A third group, about fifty members from Palmyra, New York, left May 27 for Buffalo on the Erie Canal which ran through their village. Led by Martin Harris, they arrived in Kirtland in June.
The voyages of these three groups were generally uneventful, except that near Pittsford, Mother Smith’s company was delayed by a break in the canal wall, and ice at Buffalo held up the Colesville Saints for some days.
It is easy and pleasant today to follow the route of these first migrants west. Good roads lead from Colesville to Ithaca. From highway 89 the traveler has a beautiful view of Cayuga Lake and convenient access to the village of Fayette and the Peter Whitmer farm in Fayette Township, where the Church was organized.
Late in 1830 Joseph Smith’s parents had left Manchester because of persecution and settled in Waterloo Township, two miles east of the village of Waterloo, where their son had previously established the small “Kingdom” branch. Today, a large Kingdom Shopping Center and a historic marker one mile east of the Center commemorate this vanished village.

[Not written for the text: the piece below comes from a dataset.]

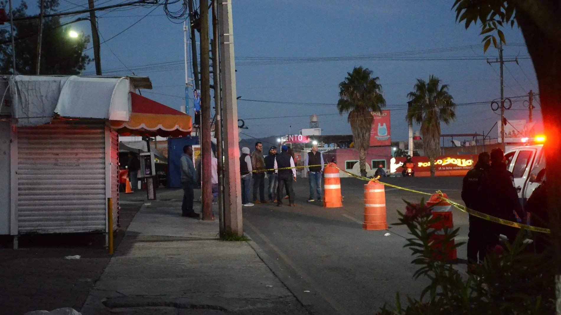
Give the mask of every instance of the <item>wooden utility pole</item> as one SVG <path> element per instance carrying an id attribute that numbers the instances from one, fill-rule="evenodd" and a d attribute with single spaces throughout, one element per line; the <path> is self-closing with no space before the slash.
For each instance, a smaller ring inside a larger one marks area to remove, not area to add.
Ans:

This route includes other sites of interest to students of Mormon history. In the community of Montezuma, ruins of the original Erie Canal are plainly visible. Since the first dredging, there have been three different Erie canals. The first, which the Saints used, is usually referred to affectionately as “Clinton’s Ditch.” Forty feet wide and four feet deep, it was built between 1817 and 1825. During the 1840s and 1850s most of this canal was enlarged to a width of seventy feet and a depth of seven feet. During the early twentieth century the canal was again enlarged—to seventy-five feet wide and twelve feet deep—and rechristened the New York State Barge–Erie Canal.

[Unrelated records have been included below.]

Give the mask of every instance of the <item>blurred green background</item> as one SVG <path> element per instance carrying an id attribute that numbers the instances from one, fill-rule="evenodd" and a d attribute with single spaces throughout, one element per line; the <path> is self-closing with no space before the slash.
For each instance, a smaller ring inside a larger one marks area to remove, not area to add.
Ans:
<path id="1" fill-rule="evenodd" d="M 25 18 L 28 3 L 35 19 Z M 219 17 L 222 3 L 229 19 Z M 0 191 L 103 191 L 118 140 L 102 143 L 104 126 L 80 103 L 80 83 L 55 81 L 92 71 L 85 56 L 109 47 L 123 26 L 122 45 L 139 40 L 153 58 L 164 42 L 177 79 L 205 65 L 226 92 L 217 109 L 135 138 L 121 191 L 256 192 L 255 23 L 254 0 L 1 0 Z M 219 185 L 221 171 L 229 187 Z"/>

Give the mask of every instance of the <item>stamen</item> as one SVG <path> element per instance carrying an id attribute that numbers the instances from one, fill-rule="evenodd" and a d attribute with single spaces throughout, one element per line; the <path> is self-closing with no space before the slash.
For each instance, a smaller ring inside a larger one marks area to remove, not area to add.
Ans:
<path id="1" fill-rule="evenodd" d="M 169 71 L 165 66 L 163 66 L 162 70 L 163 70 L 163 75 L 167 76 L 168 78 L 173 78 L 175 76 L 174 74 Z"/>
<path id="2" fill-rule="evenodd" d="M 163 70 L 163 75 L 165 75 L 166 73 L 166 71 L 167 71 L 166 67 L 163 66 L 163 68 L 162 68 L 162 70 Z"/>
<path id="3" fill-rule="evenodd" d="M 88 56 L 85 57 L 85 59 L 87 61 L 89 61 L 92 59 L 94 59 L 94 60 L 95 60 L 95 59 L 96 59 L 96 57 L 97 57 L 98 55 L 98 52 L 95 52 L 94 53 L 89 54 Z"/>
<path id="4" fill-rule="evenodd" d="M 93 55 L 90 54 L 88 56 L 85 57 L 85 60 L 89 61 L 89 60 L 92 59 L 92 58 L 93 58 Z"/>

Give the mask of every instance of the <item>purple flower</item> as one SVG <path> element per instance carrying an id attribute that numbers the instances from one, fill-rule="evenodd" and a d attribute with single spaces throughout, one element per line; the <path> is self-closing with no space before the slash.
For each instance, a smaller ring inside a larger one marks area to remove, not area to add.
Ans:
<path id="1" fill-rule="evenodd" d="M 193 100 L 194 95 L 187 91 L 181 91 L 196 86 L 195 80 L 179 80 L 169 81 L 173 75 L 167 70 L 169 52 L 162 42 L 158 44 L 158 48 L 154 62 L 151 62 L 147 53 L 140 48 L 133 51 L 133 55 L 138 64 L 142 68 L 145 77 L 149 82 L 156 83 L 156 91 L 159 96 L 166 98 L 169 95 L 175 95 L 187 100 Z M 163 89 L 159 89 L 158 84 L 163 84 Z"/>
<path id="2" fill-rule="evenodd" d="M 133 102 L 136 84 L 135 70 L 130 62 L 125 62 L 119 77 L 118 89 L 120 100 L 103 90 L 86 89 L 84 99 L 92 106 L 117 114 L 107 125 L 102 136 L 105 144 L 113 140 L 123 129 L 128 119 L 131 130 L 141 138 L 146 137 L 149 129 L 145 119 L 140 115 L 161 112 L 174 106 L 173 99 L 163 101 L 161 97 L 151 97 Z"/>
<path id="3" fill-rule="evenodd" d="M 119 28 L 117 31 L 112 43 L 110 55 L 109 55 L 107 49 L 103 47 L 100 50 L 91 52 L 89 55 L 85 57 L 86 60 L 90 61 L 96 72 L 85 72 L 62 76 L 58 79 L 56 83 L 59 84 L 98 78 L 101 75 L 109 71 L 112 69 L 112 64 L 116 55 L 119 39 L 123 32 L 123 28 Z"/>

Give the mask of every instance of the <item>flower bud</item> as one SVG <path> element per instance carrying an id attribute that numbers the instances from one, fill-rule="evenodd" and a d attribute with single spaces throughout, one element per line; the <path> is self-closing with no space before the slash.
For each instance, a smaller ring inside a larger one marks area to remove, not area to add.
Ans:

All three canals followed the same general route, so only bits and pieces of Clinton’s Ditch are still visible. Some of the best preserved and accessible sections are at Montezuma, between Lock Berlin and Lyon, and, fortuitously, at Palmyra.
At Rochester, under South Street, is the 802-foot stone aqueduct, built in 1823, which carried the Saints across the Genesee River. Another historic site is the famous locks at Lockport where in the 1830s, as today, a series of five locks raised and lowered canal boats fifty-six feet. From Lockport the lovely Niagara Historic Trail leads to Buffalo via Tonawanda.